SOCW 6090 Week 4 - Post Responses
Running head DSM-5 DIAGNOSIS 1
DIAGNOSIS IN JUAN CASE 4
DSM-5 Diagnosis
Name
Institutional Affiliation
DSM-5 Diagnosis of the client.
This student identified attention deficit hyperactivity disorder (ADHD) as the diagnosis for Juan. The ICD-10-CM code for attention deficit hyperactivity disorder (ADHD) is F90.0. Z code for ADHD is 314.01. Juan is ten years of age boy in grade 5. Juan is very small in stature. At the age of 3 and a half years, Juan was adopted. Juan's language was less developed than his peers at the time of adoption. At the time of coming to the USA, Juan knew no English. Juan understands the origins of his family. Juan lived two years with his biological parents, and the rest spent in the orphanage before he was adopted. Juan often gets jealous of his siblings; and has temper tantrums. He has problems listening and following rules. Juan needs reminders to use his indoor voice and wait for his turn to speak. He hates any type of transition, interrupts class, and does not pay close attention to teachers. Recently Juan's behavior has worsened at school, including disruptive behavior and inability to follow the rules. Juan bullies’ others to get what he wants. Juan is restless, stumbles over his words, pauses excessively, and talks fairly loud and rapid. During intake, Juan was oriented to time and place; he was cooperative but became easily frustrated.

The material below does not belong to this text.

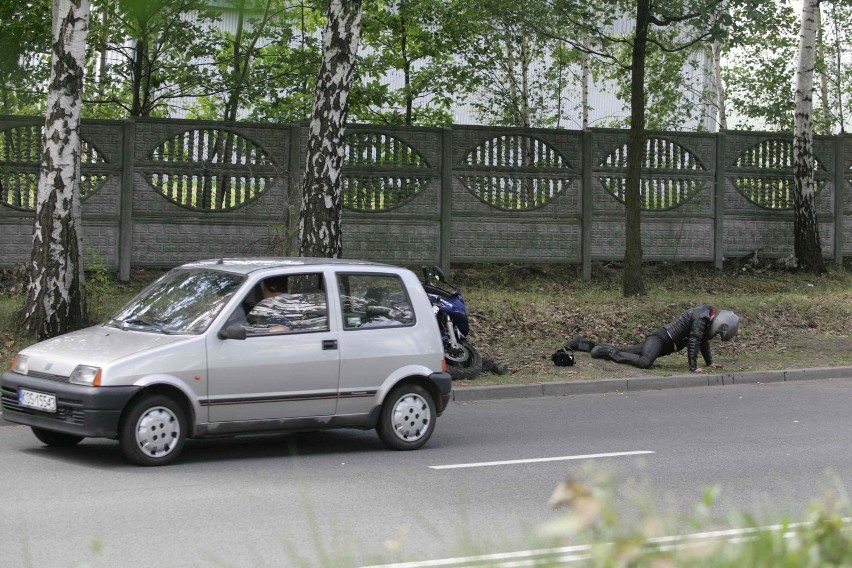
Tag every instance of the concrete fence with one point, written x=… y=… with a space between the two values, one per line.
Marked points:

Diagnosis by matching the identified symptoms
The diagnosis matching Juan symptom is attention deficit hyperactivity disorder. The symptoms that match the diagnosis include a lack of following the rules at school and at home, often distractive in class; Juan forgets everything, including his family origin, and has a significant temper.

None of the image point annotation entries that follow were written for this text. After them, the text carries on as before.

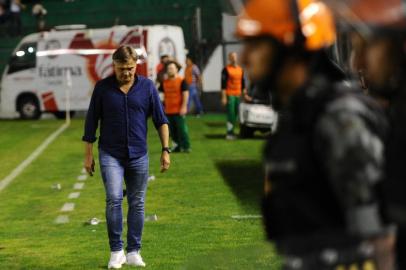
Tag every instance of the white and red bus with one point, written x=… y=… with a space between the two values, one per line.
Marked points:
x=35 y=79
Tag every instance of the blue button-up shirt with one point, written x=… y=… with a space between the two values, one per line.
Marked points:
x=123 y=117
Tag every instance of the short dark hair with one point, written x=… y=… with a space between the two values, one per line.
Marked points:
x=164 y=56
x=178 y=66
x=124 y=54
x=189 y=56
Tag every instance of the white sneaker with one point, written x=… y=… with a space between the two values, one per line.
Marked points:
x=117 y=259
x=134 y=258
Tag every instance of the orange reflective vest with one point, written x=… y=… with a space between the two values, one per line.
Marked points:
x=234 y=85
x=189 y=74
x=173 y=95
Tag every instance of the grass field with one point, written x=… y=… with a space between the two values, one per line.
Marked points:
x=194 y=202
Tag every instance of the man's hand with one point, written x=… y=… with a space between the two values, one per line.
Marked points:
x=183 y=111
x=165 y=161
x=89 y=164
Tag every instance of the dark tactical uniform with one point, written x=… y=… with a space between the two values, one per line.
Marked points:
x=395 y=185
x=324 y=166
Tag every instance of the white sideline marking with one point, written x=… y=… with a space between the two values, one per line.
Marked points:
x=9 y=178
x=68 y=207
x=62 y=219
x=246 y=216
x=78 y=186
x=82 y=177
x=74 y=195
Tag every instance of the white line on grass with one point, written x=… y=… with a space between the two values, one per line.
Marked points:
x=9 y=178
x=68 y=207
x=246 y=216
x=74 y=195
x=62 y=219
x=78 y=186
x=82 y=177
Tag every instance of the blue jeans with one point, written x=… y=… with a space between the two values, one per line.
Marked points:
x=194 y=96
x=135 y=174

Initially considered diagnoses.
This student initially considered Juan having a communication disorder and autism spectrum disorder (ASD). I also considered intellectual disability and attention deficit hyperactivity disorder. Intellectual disability was selected as a diagnosis since Juan had explosive tantrums. Autism spectrum disorder was considered since Juan has difficulty recognizing nonverbal expressions. I selected attention deficit hyperactivity disorder because Juan does not pay attention to rules. I selected a communication disorder because Juan stumbles over his words. The three selected diagnoses were excluded because, during the interview, Juan appeared time and place oriented. Juan was also cooperative during the interview.
Obvious Eliminations and How symptoms match up.

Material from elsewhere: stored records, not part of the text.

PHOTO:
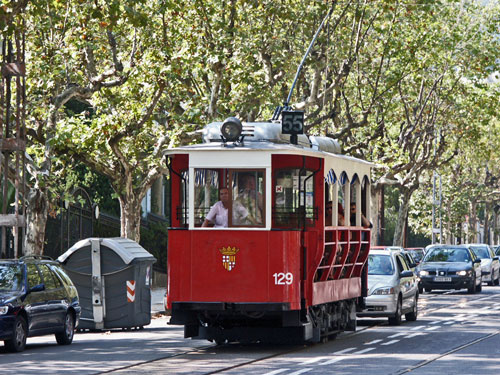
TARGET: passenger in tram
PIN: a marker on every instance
(341, 219)
(218, 214)
(365, 223)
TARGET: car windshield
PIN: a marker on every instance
(417, 254)
(379, 264)
(11, 277)
(481, 252)
(447, 255)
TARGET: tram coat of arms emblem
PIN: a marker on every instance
(229, 257)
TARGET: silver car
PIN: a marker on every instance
(392, 287)
(490, 266)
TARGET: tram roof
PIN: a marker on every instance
(265, 147)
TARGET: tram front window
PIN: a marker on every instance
(229, 198)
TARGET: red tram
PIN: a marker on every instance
(278, 267)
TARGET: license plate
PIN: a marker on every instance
(445, 279)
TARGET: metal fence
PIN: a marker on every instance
(75, 221)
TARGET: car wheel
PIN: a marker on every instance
(18, 341)
(396, 319)
(66, 336)
(412, 316)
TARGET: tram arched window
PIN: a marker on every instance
(293, 198)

The obvious elimination that could be made is an autism spectrum disorder because Juan is place and time-oriented. Juan's symptoms match attention deficit hyperactivity disorder in many ways. First, Juan is inattentive and does not pay less attention to teachers' and parents' rules. Another way through which Juan's symptoms match attention deficit hyperactivity disorder is his hyperactivity nature. Juan bullies’ others, fights his siblings, interrupts the class, and does not wait for his turn to speak to come as well as Juan talks excessively.
Relevant DSM-5 criteria for attention deficit hyperactivity disorder from diagnostic features and development causes that fit this case is clients' fidgets and difficult organizing tasks.
References
First, M. B. (2014). Handbook of differential diagnosis. Washington, DC: American
Psychiatric Association
American Psychiatric Association. (2013m). Other conditions that may be a focus of
clinical attention. In Diagnostic and statistical manual of mental disorders (5th ed.).Arlington, VA: Author doi:10.1176/appi.books.9780890425596.VandZcodes
Walsh, J. (2016). The utility of the DSM-5 Z-codes for clinical social work diagnosis.
Journal of Human Behavior in the Social Environment, 26(2), 149–153.